Strick steht lachend über den beiden. Er ist atemlos, öffnet alle Fenster, gießt sich Kognak ein. Als er sich auf das Sofa gesetzt hat, fragt er höhnisch herüber: „Es wird Frühling im Januar. Na, wie weit sind wir?“
Neben dem Dicken rappelt es sich hoch, der dicke Körper schwankt, schaukelt. Mühsam steht der Teufel hinter seinem Schild, stöhnt: „Wir — wir — wir sind so weit, meine Herren.“
Vom Sofa lacht es.
Der Teufel prustet: „Wir sind so weit, meine Herren.“
Stramm nähert sich Strick. Der Teufel flüstert dem Dicken ins Ohr: „Ick boxe jetzt mit dem linken Arm. Und paß mal auf, was ich dann mache.“
„Mit wem?“ winselt der mißtrauisch.
„Paß mal auf,“ zischt der andere verlogen.

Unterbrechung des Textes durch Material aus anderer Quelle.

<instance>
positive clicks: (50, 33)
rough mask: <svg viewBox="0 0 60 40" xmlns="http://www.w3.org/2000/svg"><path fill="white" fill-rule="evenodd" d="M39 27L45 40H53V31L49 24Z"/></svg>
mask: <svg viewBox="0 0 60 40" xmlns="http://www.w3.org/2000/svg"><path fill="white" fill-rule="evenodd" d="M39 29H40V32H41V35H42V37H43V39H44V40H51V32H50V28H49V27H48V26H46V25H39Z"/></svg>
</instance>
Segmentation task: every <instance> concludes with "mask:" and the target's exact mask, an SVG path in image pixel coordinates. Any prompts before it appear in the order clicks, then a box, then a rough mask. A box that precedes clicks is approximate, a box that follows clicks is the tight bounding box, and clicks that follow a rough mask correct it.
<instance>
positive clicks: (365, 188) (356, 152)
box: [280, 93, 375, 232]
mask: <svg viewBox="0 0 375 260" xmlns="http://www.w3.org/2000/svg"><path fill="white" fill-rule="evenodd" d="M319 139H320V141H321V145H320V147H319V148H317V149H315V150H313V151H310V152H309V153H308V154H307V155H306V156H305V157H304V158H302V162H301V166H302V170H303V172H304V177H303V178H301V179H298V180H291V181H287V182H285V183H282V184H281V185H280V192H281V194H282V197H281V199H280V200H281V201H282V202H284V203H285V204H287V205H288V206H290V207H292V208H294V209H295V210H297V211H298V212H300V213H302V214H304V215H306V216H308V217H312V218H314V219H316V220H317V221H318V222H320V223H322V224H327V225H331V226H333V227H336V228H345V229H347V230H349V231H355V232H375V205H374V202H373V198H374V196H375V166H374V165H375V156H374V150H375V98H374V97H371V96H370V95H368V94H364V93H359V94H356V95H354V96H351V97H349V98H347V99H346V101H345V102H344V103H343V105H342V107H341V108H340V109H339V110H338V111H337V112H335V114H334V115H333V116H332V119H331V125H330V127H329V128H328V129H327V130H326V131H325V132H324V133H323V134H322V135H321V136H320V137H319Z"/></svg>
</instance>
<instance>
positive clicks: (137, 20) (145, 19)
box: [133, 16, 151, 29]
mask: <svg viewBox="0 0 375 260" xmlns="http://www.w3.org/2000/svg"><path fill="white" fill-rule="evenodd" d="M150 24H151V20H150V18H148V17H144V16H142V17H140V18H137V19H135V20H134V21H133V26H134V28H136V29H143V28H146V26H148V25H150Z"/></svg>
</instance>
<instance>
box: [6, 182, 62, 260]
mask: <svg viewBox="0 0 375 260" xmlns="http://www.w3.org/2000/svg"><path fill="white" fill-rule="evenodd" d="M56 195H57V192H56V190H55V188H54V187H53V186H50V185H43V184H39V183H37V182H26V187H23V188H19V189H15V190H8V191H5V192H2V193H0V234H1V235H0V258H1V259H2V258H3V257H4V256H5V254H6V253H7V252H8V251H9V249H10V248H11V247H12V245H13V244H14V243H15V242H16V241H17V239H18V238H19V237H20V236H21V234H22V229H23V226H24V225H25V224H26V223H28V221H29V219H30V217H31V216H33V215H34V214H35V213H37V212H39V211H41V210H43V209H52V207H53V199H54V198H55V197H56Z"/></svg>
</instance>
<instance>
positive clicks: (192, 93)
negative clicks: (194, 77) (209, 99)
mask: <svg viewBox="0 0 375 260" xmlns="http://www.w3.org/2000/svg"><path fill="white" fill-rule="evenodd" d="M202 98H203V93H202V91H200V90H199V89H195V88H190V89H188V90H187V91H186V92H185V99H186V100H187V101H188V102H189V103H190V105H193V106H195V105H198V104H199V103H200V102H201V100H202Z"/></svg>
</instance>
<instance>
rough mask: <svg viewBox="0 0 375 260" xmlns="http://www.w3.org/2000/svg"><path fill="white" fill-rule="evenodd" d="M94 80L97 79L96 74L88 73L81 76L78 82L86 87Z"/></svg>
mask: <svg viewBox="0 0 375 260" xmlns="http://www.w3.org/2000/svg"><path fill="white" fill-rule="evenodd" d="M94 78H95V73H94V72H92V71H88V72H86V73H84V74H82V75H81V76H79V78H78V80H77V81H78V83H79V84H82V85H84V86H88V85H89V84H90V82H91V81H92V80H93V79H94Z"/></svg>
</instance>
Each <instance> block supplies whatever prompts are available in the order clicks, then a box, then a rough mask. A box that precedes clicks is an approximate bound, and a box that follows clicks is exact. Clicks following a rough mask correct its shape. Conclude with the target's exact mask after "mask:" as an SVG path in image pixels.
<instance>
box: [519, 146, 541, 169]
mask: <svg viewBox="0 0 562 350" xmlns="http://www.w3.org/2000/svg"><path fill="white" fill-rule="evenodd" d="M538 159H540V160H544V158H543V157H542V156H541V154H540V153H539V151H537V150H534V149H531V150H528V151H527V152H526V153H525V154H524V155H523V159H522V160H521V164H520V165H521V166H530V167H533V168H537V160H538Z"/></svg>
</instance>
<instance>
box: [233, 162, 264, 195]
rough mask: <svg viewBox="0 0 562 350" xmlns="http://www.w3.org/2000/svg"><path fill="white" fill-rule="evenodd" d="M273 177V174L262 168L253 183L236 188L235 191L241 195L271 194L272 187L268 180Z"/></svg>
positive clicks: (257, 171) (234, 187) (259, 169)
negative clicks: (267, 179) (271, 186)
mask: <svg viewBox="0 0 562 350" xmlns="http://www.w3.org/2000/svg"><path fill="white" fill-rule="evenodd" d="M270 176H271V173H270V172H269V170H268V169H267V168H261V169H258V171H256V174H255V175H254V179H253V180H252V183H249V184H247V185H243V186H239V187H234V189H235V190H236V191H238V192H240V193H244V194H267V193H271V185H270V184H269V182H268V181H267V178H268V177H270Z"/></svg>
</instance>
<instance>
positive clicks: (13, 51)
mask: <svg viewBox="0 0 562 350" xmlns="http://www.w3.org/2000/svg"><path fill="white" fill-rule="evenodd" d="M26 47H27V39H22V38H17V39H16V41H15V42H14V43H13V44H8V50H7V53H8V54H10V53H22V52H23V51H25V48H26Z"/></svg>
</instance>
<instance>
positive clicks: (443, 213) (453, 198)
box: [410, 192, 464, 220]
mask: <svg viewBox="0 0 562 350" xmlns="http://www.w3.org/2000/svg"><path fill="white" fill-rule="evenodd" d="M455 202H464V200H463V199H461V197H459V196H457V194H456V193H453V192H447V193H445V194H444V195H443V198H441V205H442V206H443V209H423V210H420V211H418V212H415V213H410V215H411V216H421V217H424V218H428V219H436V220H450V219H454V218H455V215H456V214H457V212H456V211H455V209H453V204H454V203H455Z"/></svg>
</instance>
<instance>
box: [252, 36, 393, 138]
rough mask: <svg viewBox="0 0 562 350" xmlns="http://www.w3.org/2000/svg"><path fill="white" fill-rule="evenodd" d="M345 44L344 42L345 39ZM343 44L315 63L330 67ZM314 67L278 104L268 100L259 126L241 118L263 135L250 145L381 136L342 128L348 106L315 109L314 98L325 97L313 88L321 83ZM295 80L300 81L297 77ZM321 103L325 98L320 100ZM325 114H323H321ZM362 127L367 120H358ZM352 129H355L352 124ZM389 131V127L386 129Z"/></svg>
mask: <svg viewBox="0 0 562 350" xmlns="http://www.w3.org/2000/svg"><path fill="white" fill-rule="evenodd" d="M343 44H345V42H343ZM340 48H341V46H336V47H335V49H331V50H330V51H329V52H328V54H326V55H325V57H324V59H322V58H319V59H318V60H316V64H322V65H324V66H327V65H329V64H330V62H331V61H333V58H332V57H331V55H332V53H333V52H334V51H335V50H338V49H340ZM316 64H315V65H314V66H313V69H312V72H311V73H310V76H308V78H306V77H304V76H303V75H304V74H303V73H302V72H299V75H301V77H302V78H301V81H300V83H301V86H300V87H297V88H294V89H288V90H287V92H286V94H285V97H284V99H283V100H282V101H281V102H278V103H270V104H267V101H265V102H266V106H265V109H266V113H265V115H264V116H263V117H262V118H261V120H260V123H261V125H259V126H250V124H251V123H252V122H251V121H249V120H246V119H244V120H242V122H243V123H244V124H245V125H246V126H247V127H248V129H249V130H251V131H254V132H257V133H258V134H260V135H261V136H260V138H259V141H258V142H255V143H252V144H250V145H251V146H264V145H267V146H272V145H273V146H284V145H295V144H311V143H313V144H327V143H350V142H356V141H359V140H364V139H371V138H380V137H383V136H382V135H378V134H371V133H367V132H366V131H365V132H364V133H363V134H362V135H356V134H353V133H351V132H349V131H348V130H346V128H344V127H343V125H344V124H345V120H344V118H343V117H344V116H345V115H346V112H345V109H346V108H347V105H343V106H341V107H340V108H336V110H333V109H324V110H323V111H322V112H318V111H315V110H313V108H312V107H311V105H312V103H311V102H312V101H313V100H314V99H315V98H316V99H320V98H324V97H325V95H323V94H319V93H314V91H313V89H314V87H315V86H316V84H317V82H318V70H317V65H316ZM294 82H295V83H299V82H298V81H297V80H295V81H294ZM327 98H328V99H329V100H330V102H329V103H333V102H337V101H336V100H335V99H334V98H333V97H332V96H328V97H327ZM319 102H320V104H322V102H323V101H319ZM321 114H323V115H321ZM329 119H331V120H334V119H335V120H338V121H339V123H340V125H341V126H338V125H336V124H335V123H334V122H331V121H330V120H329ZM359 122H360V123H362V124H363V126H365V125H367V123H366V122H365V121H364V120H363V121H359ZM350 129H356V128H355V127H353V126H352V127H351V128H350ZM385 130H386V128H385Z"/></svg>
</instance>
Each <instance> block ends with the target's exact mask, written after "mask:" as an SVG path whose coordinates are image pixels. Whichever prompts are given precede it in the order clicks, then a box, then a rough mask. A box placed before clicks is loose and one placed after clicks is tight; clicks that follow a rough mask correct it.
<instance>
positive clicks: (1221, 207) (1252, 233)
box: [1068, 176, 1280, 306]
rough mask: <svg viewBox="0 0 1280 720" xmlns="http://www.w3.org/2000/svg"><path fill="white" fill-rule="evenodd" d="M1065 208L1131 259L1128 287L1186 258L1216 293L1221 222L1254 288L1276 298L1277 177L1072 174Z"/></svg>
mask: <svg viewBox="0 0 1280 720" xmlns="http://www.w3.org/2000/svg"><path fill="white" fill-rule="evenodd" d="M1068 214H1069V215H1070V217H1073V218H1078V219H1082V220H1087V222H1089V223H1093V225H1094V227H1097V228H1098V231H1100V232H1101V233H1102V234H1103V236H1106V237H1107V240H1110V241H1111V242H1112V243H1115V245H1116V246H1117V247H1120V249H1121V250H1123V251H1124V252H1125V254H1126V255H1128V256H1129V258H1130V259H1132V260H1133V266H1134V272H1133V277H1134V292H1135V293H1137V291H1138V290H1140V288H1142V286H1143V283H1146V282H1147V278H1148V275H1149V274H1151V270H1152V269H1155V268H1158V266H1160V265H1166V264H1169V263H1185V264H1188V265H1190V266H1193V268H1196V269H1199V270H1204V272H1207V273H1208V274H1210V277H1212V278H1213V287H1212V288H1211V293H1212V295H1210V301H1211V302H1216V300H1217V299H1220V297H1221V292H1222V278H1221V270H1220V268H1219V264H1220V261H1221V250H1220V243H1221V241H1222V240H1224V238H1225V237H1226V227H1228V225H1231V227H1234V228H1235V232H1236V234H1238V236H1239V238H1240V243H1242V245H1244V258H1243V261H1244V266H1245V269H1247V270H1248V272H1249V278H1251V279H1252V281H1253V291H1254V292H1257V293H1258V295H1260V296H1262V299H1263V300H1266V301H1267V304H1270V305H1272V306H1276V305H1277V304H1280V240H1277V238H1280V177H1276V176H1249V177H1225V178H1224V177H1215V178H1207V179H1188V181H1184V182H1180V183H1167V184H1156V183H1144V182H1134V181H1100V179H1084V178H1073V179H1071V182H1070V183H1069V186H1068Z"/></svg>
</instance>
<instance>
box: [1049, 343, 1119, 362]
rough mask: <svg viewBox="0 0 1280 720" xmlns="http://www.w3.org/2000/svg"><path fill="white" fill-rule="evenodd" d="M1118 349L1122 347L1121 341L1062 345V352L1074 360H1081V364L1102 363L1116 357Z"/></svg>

Wieder schmettern die Hiebe auf Feuchtedengel, jetzt springt aber der Teufel mit ihm von Ecke zu Ecke.
Es kommt ihm vor, als ob er Kraft in den Beinen habe.
Plötzlich fühlt er sich aufgehoben; über einen Schemel fünf Schritt weit fliegt er auf den anstürmenden Feind. Der, angeprallt an Brust und Hals, zu Boden gewuchtet, taumelt rückwärts auf die Knie, tippt seitlich auf die Hände. Mit doppeltem Gekrach fallen sie hin. Im Nu hockt der Teufel über ihm, eins, zwei, drei, schlägt ihm die Faust gegen Schläfe und Augen.